Tony Price is a popular high school track star and occasional delinquent aching for his dad’s attention and approval. Eli Hirsch is a quiet boy with a chronic autoimmune disorder that has ravaged his health and social life. What happens when these two become unlikely friends (and a whole lot more . . .) in the spooky town of Blackwater, Maine? Werewolf curses, unsavory interactions with the quarterback of the football team, a ghostly fisherman haunting the harbor, and tons of high school drama.
Co-illustrated by Jeannette Arroyo and Ren Graham, who alternate drawing chapters in their own unique and dynamic styles, Blackwater combines the spookiness of Anya’s Ghost with the irreverent humor of Nimona.
Reasons to read it: For a mystery whose scary elements stay fun as opposed to crossing into the horror category. Tony and Eli’s relationship dynamics are full of mutual understanding and support, which is really sweet to see. The difference in artistic style from chapter to chapter also gives an interesting reader experience.
The Daughter of Doctor Moreau by Silvia Moreno-Garcia
Carlota Moreau: A young woman growing up on a distant and luxuriant estate, safe from the conflict and strife of the Yucatán peninsula. The only daughter of a researcher who is either a genius or a madman.
Montgomery Laughton: A melancholic overseer with a tragic past and a propensity for alcohol. An outcast who assists Dr. Moreau with his experiments, which are financed by the Lizaldes, owners of magnificent haciendas and plentiful coffers.

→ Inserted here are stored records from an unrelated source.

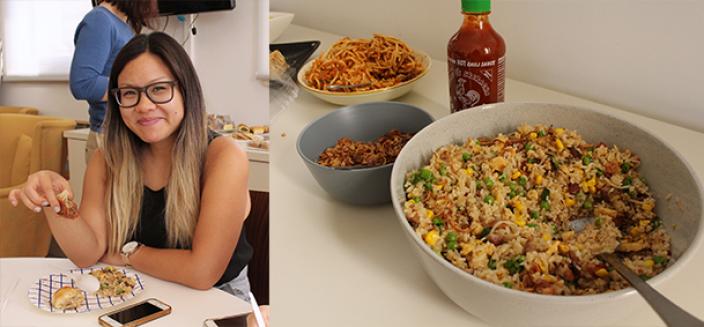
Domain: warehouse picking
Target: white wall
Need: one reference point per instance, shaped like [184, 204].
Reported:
[223, 52]
[643, 56]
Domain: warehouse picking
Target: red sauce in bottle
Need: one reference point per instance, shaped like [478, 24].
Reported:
[476, 59]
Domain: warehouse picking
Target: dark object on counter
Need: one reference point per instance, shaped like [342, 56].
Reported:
[295, 53]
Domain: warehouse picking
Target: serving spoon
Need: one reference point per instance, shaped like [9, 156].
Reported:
[669, 312]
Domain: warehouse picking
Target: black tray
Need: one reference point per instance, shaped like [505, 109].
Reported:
[295, 53]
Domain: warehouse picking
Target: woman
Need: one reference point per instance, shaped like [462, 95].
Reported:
[98, 38]
[163, 195]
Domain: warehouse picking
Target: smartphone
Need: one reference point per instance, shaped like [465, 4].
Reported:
[232, 321]
[136, 314]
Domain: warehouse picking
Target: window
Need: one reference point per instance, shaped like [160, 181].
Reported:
[37, 37]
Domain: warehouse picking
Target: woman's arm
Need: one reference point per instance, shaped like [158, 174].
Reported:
[84, 239]
[223, 209]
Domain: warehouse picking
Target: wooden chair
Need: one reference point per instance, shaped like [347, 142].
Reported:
[29, 143]
[257, 231]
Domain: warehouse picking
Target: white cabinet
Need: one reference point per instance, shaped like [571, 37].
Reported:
[76, 139]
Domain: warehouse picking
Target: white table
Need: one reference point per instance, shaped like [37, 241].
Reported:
[189, 306]
[341, 265]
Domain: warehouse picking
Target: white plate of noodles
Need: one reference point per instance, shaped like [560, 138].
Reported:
[378, 69]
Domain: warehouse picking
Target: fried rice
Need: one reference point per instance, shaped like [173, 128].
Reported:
[499, 208]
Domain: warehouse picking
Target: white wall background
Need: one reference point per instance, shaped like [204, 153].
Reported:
[223, 52]
[644, 56]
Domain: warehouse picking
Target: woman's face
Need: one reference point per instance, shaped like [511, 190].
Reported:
[153, 123]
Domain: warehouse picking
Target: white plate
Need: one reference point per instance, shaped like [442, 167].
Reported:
[43, 289]
[351, 98]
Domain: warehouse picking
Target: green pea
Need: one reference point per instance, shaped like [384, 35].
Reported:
[492, 264]
[489, 199]
[534, 214]
[523, 181]
[586, 160]
[488, 182]
[625, 167]
[545, 205]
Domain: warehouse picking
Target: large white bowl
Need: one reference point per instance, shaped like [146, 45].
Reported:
[278, 22]
[666, 173]
[351, 98]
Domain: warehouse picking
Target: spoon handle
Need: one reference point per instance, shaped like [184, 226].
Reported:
[669, 312]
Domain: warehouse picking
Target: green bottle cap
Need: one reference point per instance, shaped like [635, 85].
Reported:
[476, 6]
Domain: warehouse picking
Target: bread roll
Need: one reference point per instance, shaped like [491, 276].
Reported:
[67, 298]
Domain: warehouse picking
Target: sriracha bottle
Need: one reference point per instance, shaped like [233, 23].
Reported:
[476, 59]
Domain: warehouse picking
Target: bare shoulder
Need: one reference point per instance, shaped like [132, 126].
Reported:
[224, 152]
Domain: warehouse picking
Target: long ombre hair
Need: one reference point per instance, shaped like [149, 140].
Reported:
[123, 150]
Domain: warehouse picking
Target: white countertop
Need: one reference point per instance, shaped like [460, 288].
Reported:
[253, 154]
[341, 265]
[190, 307]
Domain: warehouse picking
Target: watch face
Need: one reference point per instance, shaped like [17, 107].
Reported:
[129, 247]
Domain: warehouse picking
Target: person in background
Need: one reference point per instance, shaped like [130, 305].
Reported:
[163, 194]
[98, 38]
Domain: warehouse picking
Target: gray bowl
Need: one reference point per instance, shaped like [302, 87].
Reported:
[667, 174]
[362, 122]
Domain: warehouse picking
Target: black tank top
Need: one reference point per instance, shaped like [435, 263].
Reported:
[151, 230]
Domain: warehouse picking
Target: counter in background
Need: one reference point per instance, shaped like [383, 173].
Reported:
[345, 265]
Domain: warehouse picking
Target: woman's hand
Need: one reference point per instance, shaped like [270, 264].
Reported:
[252, 320]
[40, 191]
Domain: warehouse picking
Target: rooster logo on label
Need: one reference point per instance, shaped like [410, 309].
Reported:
[468, 98]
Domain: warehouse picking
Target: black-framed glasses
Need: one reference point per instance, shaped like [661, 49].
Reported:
[158, 93]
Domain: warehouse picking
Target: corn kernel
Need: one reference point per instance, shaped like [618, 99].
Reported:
[602, 272]
[543, 266]
[549, 278]
[515, 174]
[431, 237]
[559, 145]
[634, 231]
[648, 206]
[569, 202]
[553, 247]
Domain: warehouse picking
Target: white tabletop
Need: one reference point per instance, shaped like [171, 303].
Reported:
[190, 307]
[341, 265]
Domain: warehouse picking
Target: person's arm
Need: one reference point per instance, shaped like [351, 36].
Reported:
[83, 238]
[224, 206]
[93, 43]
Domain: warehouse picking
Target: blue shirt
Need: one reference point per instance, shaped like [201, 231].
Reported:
[98, 39]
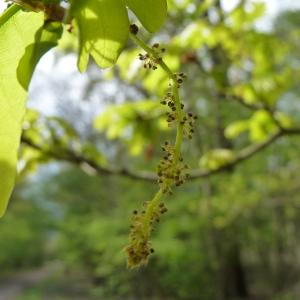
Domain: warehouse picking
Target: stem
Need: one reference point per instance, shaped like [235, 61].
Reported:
[172, 77]
[153, 204]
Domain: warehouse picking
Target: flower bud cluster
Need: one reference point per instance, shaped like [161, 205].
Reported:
[170, 171]
[140, 249]
[188, 122]
[152, 60]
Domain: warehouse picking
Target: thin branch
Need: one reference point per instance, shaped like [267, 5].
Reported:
[71, 156]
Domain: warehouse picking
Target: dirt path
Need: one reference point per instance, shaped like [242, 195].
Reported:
[13, 287]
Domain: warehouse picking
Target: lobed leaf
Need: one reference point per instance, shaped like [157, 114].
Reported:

The hybrids: The fruits of the doctor’s labor, destined to blindly obey their creator and remain in the shadows. A motley group of part human, part animal monstrosities.
All of them live in a perfectly balanced and static world, which is jolted by the abrupt arrival of Eduardo Lizalde, the charming and careless son of Dr. Moreau’s patron, who will unwittingly begin a dangerous chain reaction.
For Moreau keeps secrets, Carlota has questions, and, in the sweltering heat of the jungle, passions may ignite.
The Daughter of Doctor Moreau is both a dazzling historical novel and a daring science fiction journey.
Reasons to read it: Moreno-Garcia’s talent for different genres is on display in this retelling of The Island of Doctor Moreau, with its science fiction, romantic, gothic, and historical elements. This a fun, creative spin on a science fiction classic.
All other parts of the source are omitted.